Romeo cries out these words when the full impact of what he has just done, and the consequences to be suffered, strikes him. His secret marriage to Juliet of the Capulet family, his own family's sworn enemy, had earlier prevented him from accepting the challenge of a duel made by Tybalt, Juliet's cousin. Romeo's friend Mercutio cannot stand by and watch Tybalt degrade Romeo, and so he takes up the sword, but is fatally wounded. In a dizzying cloud of grief, Romeo picks up his sword and attacks Tybalt ferociously, killing him. It is when Tybalt falls dead that Romeo realizes what he has done. He also knows he will now be executed (or banished) by the Prince, who had decreed that there would be no more battle between the Capulets and the Montagues. (from eNotes. See link below)

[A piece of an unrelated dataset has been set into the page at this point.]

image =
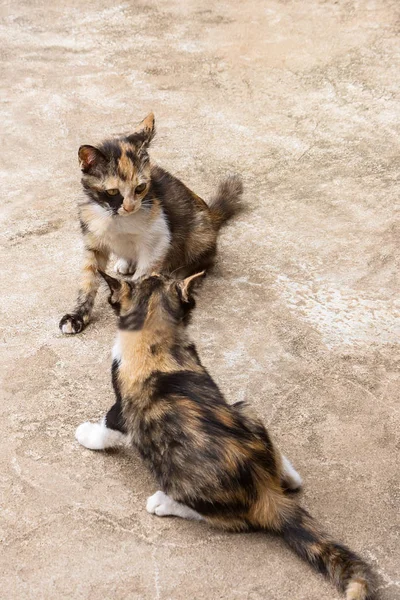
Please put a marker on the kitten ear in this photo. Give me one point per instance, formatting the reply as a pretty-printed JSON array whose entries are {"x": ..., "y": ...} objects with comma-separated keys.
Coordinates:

This is the reality of what transpired. Could he have done anything differently? From the start, yes! He could have curbed his tendencies toward romantic flights of fancy (remember how he mourns for Rosalind in 1.1 and ten mins later is in love with Juliet?) He could have tried to work on Juliet's parents and mend the relationship with the families in order for them to co-exist peacefully. But most of all, he could have curbed his temper. He kills Tybalt and eventually himself in rash outbursts.

Romeo, to put it bluntly, needed to grow the heck up.